NBLAST works by decomposing neurons into point and tangent vector representations. One neuron is designated the query and the other the target. For each query segment (defined by a midpoint and tangent vector) the nearest neighbor (using straight-forward Euclidean distance) is identified in the target neuron. A score for the segment pair is calculated as a function of two measurements: d, the distance between the matched segments (indexed by i), and u_i . v_i, the absolute dot product of the two tangent vectors; the absolute dot product is used because the orientation of the tangent vectors has no meaning in our data representation (see image).
The scores are then summed over each segment pair to give a raw score, S:
S = sum of f(d, u_i . v_i)
To determine a suitable f, we developed an approach inspired by the scoring system of the BLAST algorithm. For each segment pair we defined the score as the log probability ratio:
f = log_2 p_match / p_rand
i.e. the probability that the segment pair was derived from a pair of neurons of the same type, versus a pair of unrelated neurons.

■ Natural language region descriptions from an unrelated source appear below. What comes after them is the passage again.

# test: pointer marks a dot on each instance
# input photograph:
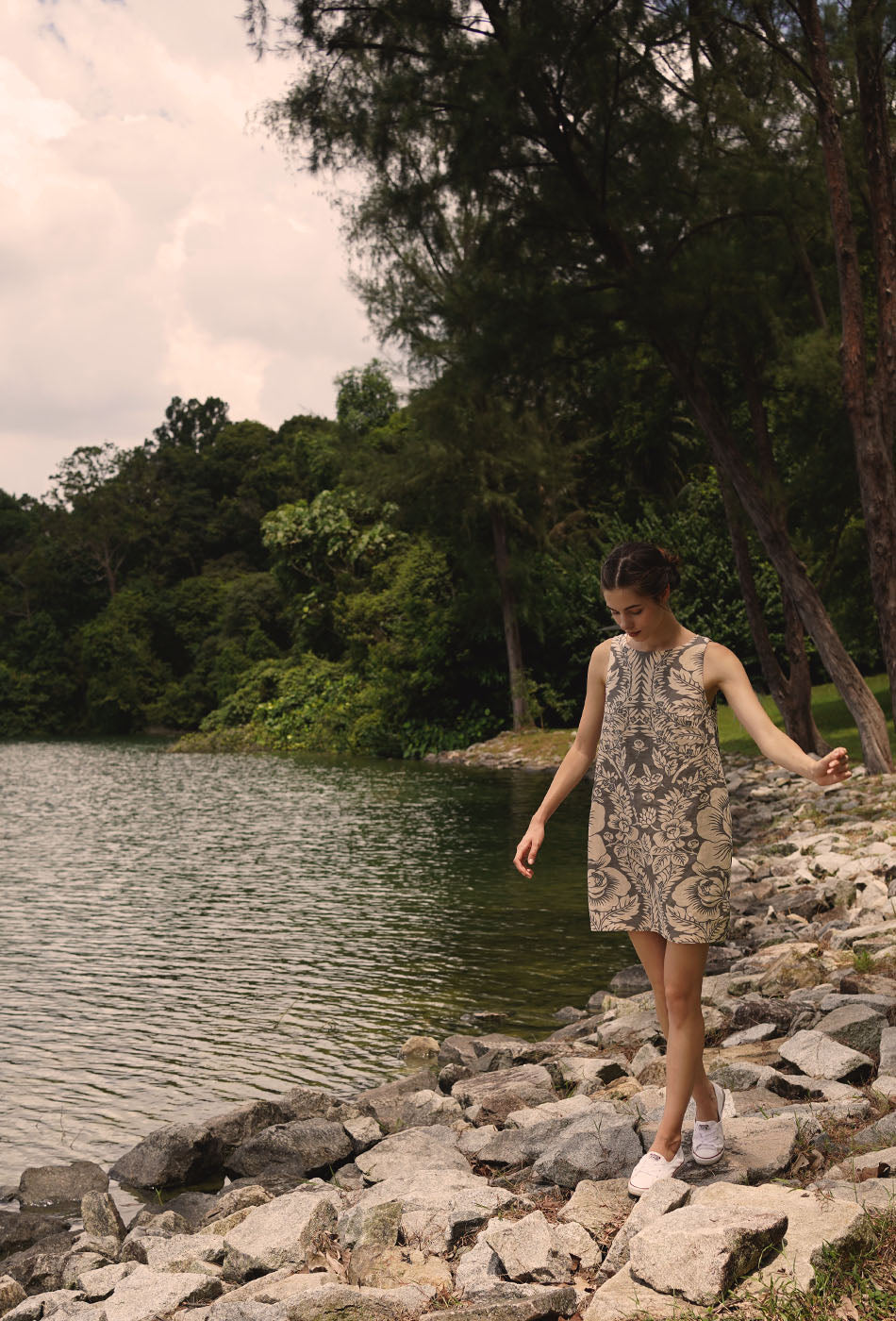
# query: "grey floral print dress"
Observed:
(660, 825)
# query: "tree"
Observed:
(615, 169)
(101, 519)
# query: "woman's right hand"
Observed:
(528, 848)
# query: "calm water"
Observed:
(179, 933)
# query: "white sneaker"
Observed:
(707, 1143)
(652, 1166)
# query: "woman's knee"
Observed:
(681, 999)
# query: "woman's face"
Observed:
(641, 617)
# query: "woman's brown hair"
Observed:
(647, 568)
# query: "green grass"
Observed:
(832, 716)
(856, 1283)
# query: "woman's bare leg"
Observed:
(661, 961)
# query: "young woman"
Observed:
(660, 826)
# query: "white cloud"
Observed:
(149, 242)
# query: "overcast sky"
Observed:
(151, 243)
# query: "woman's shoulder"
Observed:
(718, 660)
(602, 656)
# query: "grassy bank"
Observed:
(832, 716)
(545, 746)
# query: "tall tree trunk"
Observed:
(796, 687)
(723, 446)
(792, 695)
(773, 535)
(870, 403)
(515, 669)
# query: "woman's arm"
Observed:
(574, 763)
(722, 670)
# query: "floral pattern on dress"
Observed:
(660, 825)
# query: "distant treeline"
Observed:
(353, 584)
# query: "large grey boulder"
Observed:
(840, 940)
(756, 1146)
(888, 1050)
(350, 1303)
(185, 1153)
(883, 1001)
(822, 1057)
(882, 1132)
(390, 1267)
(879, 1162)
(429, 1106)
(435, 1146)
(387, 1102)
(99, 1283)
(623, 1297)
(598, 1205)
(871, 1193)
(10, 1294)
(283, 1231)
(743, 1076)
(508, 1301)
(498, 1094)
(701, 1251)
(145, 1295)
(812, 1224)
(744, 1036)
(20, 1229)
(577, 1070)
(533, 1251)
(310, 1145)
(630, 1030)
(667, 1195)
(48, 1185)
(40, 1268)
(55, 1303)
(478, 1270)
(526, 1143)
(232, 1127)
(564, 1112)
(178, 1252)
(592, 1146)
(101, 1217)
(178, 1153)
(440, 1206)
(854, 1026)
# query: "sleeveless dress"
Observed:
(660, 823)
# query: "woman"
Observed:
(660, 828)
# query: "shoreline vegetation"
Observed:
(544, 749)
(489, 1179)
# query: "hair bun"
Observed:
(673, 563)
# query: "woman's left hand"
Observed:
(832, 768)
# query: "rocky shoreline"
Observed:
(489, 1179)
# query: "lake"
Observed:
(185, 931)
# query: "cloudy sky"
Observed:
(152, 243)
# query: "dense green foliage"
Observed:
(329, 585)
(604, 242)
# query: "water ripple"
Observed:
(181, 933)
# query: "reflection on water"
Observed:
(179, 933)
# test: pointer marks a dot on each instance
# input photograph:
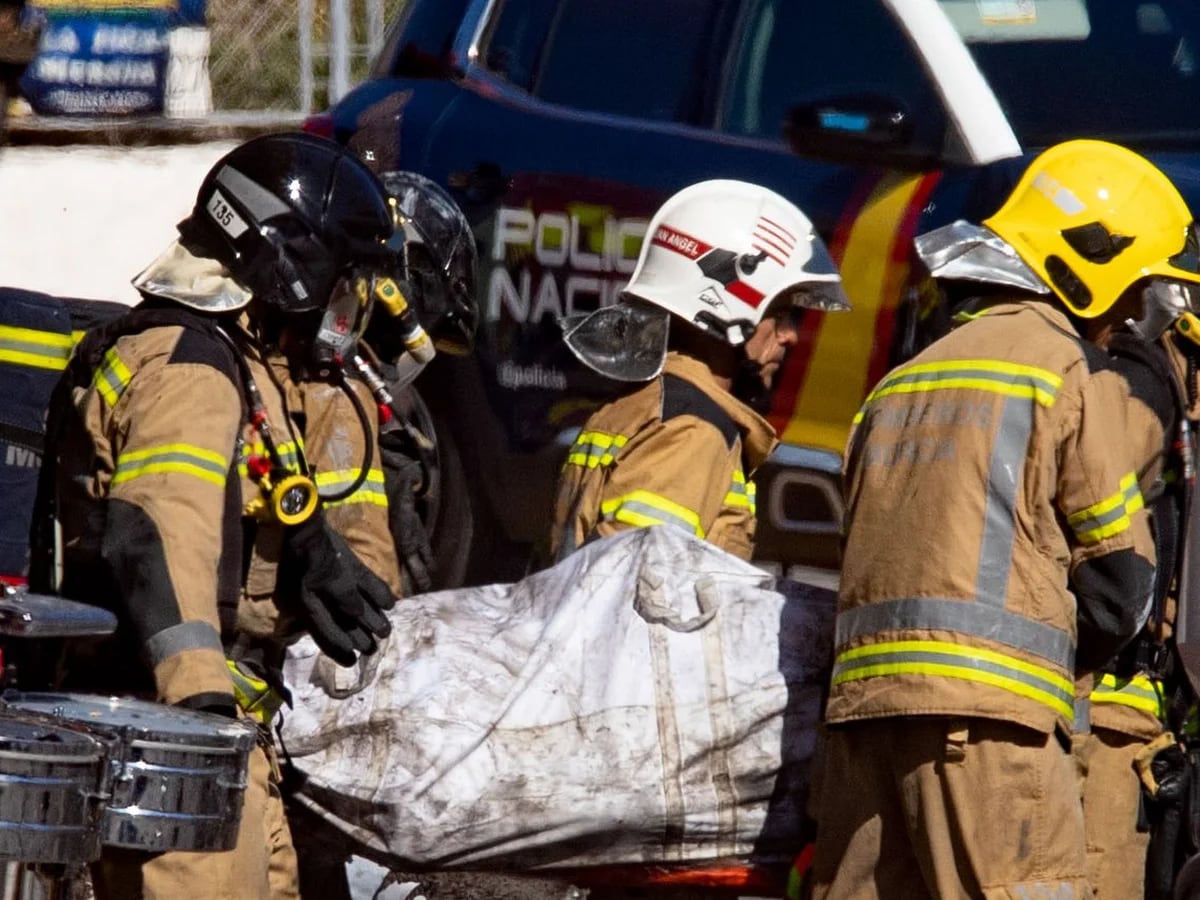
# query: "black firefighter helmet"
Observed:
(289, 215)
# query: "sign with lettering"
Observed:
(105, 57)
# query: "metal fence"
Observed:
(292, 54)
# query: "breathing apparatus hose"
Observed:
(259, 420)
(367, 444)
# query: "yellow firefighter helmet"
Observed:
(1092, 219)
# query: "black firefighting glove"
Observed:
(340, 599)
(402, 478)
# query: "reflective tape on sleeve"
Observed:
(646, 508)
(33, 348)
(941, 659)
(1110, 516)
(185, 636)
(595, 448)
(172, 459)
(1137, 693)
(370, 491)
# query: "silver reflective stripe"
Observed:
(1083, 724)
(636, 513)
(1008, 455)
(843, 669)
(184, 636)
(964, 617)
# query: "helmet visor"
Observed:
(627, 342)
(823, 291)
(1163, 303)
(970, 252)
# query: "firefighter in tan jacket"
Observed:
(1123, 726)
(995, 544)
(178, 447)
(724, 271)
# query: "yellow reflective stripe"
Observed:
(112, 378)
(595, 448)
(952, 660)
(1109, 516)
(1011, 379)
(742, 492)
(646, 508)
(963, 316)
(183, 459)
(255, 696)
(33, 348)
(370, 491)
(1137, 693)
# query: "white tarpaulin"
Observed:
(648, 700)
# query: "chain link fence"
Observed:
(255, 60)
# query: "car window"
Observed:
(1121, 70)
(514, 43)
(631, 58)
(790, 53)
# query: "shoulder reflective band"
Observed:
(993, 376)
(941, 659)
(595, 448)
(112, 378)
(646, 508)
(37, 349)
(742, 492)
(370, 491)
(172, 459)
(1110, 516)
(1138, 693)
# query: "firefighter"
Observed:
(178, 487)
(1133, 700)
(995, 544)
(724, 276)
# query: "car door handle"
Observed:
(483, 183)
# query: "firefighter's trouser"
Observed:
(262, 867)
(947, 808)
(1111, 791)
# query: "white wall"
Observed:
(81, 221)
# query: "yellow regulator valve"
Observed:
(291, 499)
(1188, 327)
(417, 339)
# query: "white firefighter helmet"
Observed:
(723, 253)
(721, 256)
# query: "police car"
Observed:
(559, 126)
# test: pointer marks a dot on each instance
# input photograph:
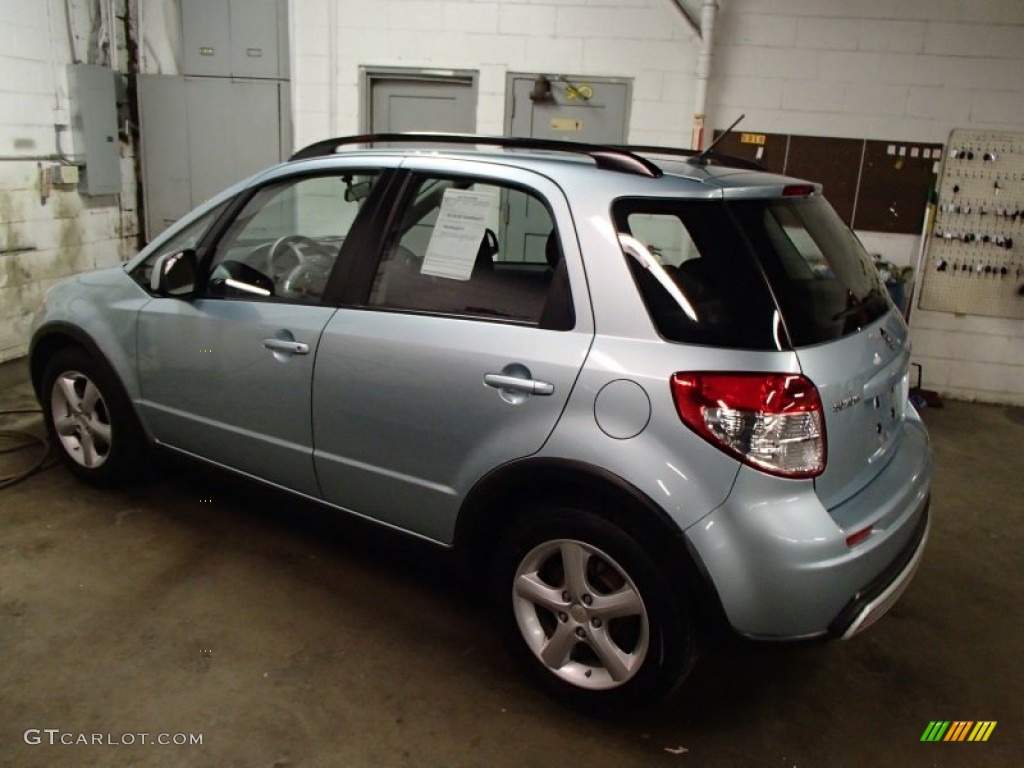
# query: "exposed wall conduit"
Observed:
(706, 32)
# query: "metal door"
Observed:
(411, 102)
(572, 109)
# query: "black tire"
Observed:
(651, 648)
(90, 423)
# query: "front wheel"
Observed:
(590, 614)
(89, 420)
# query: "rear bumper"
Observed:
(870, 603)
(779, 562)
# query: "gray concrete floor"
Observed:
(200, 604)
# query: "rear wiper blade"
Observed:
(858, 304)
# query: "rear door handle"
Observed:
(282, 345)
(515, 384)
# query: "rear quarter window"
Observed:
(705, 286)
(770, 273)
(824, 282)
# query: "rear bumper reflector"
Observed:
(871, 602)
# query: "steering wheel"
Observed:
(286, 255)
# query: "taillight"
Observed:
(773, 422)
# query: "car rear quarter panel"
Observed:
(667, 461)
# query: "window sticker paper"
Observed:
(457, 236)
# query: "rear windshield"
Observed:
(722, 257)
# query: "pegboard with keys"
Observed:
(975, 255)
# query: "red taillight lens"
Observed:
(773, 422)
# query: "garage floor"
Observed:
(199, 604)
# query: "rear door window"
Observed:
(452, 252)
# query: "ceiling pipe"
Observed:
(709, 11)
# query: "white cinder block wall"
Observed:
(42, 241)
(908, 71)
(905, 71)
(645, 40)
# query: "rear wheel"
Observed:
(590, 614)
(89, 420)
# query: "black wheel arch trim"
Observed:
(476, 532)
(74, 336)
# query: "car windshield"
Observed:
(752, 273)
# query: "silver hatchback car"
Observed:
(635, 388)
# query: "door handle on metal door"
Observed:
(282, 345)
(529, 386)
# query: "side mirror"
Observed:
(174, 273)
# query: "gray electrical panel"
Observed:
(235, 38)
(94, 127)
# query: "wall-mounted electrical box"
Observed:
(94, 127)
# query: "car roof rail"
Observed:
(695, 157)
(604, 157)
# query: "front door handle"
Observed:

We then defined p_match empirically by considering 150 olfactory projection neurons innervating the same glomerulus. p_rand was calculated simply by drawing 5,000 random pairs of neurons from the database, assuming that the large majority of such pairs are unrelated neurons. Joint distributions were calculated using 10 bins for the absolute dot product and 21 bins for the distance to give two 21 row by 10 column matrices. The 2D histograms were then normalized to convert them to probabilities and the log ratio defined the final scoring matrix.